Si seulement je pouvais lui dire. Oui, si seulement je pouvais lui dire à quel point elle était une bonne personne.

Elle qui avait tant souffert, qui avait été balloté de famille en famille, sans attache, elle qui ne faisait que voler auparavant, elle qui avait tant évolué. Je ne voyais plus cette femme qui avait passé le seuil de mon portail, cette blonde apeurée par son rôle de parent avec qui j'étais ennemie. Tout ce que je voyais, c'était une mère combattive, une femme capable de tout pour sa famille et pour… moi. Je ne méritais clairement pas toute cette attention. Elle avait ce cœur si pur tandis que le mien était si… noir.

Pourtant, je n'arrivais pas à me résoudre à détacher mon corps du sien et encore moins mon regard. Mais il le fallait.

Cette faiblesse que j'avais, cette âme si sombre, je ne voulais pas contaminer Emma. Je ne voulais pas l'aimer… Car cela signifierait de la perdre.

J'étais ce genre de personne à tout perdre facilement. C'était probablement le karma.

Je détournais le regard, ne sachant presque pas cacher ma gêne. Emma sourit, se leva et partit de la chambre. Alors que j'avais balancé ma tête en arrière en soufflant lourdement, j'entendis le clapotis de l'eau dans la baignoire de ma salle de bain.

Je voulus ouvrir la porte de la chambre, mais elle était verrouillée.

Je fronçais les sourcils. Emma avait sa propre salle de bain dans cet immense manoir, pourquoi venait-elle dans la mienne ?

Au bout de plusieurs minutes, le robinet se ferma et j'entendis des pas se rapprocher de la porte.

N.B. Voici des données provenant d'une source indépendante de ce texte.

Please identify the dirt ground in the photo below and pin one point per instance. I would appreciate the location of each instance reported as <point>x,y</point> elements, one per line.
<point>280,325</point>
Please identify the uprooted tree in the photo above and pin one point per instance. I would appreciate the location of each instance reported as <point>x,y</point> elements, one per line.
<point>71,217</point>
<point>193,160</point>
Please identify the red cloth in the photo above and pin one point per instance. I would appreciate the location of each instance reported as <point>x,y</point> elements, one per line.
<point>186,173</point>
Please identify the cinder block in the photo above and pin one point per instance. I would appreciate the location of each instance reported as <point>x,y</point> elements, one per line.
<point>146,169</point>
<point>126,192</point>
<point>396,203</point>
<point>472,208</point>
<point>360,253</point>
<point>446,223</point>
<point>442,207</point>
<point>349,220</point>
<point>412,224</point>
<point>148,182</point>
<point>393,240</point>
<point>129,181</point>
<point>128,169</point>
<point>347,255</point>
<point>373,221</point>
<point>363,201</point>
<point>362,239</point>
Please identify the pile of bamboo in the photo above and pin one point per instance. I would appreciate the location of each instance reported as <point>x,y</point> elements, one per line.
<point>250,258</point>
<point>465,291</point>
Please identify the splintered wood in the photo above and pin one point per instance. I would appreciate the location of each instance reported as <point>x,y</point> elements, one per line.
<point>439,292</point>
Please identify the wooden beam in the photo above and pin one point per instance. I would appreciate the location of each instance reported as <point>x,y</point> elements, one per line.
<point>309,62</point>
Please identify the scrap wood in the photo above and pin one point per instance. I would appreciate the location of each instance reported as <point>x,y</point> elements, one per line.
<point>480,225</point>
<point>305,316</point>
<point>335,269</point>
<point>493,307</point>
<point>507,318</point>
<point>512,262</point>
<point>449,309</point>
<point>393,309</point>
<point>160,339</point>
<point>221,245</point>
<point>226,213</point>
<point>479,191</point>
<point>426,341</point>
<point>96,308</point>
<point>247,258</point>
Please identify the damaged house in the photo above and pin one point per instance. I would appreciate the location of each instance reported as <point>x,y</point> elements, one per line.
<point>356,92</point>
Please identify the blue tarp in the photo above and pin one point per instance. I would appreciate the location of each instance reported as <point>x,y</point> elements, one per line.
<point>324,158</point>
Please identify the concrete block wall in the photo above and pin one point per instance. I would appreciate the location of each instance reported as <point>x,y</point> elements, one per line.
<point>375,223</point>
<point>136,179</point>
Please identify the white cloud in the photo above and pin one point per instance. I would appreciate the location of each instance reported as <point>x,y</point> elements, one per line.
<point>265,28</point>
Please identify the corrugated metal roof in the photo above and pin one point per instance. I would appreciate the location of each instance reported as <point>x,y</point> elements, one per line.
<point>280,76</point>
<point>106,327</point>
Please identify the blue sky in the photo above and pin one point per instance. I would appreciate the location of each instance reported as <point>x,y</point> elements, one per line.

Emma entrouvrit la porte et me regarda, un sourire tendre sur le visage.

« Ferme les yeux.

_ Décidément Miss Swan, vous aimez m'ordonner de ne plus rien voir.

_ Et vous aimez m'ordonner de me taire. Chacun ses défauts. »

Je roulai des yeux avant de m'exécuter. Emma me prit par les épaules et me conduisit jusque l'intérieur de la salle de bain. Ça sentait la cannelle, et il faisait une chaleur étouffante.

« Après l'effort, le réconfort. Me dit-elle en souriant. »

J'ouvris les yeux et ne pus m'empêcher de sourire pleinement. En peu de temps, Emma avait tout prévu. Il y avait des bougies, mon livre de chevet au bord du bain moussant qu'elle avait spécialement préparé pour moi. Jamais personne n'avait eu ce genre d'attention.

« Détend-toi. Me dit-elle avant de sortir de la pièce. »

Je voulu me retourner, mais Emma était déjà partie. Je souris de nouveau et entreprit de retirer mes vêtements presque boueux à force d'avoir été laissée tombée sur le sol. La température de l'eau était parfaite, l'atmosphère était superbe, et je ne savais pas d'où sortait cette douce odeur fruitée qui émanait de l'eau, mais cela me procurait le plus grand bien.

Je m'enfonçai dans mon bain en soupirant d'aise. Je ne pensais pas en avoir tant besoin jusqu'à y être. Je fermai les yeux.

Je ne pus m'empêcher de penser à Emma, une fois encore.

Que se passait-il en ce moment entre nous ? Il n'y avait plus de règles, plus de barrières. J'avais été trop préoccupée pour réagir et voir si cette nouvelle situation me plaisait. A priori elle ne le devrait pas. Alors, pourquoi étais-je en train de sourire bêtement à chacune de ses attentions ? Je devrais la rejeter, comme je le fais toujours… Mais je n'y parvenais pas. Je m'en voulais quelque peu.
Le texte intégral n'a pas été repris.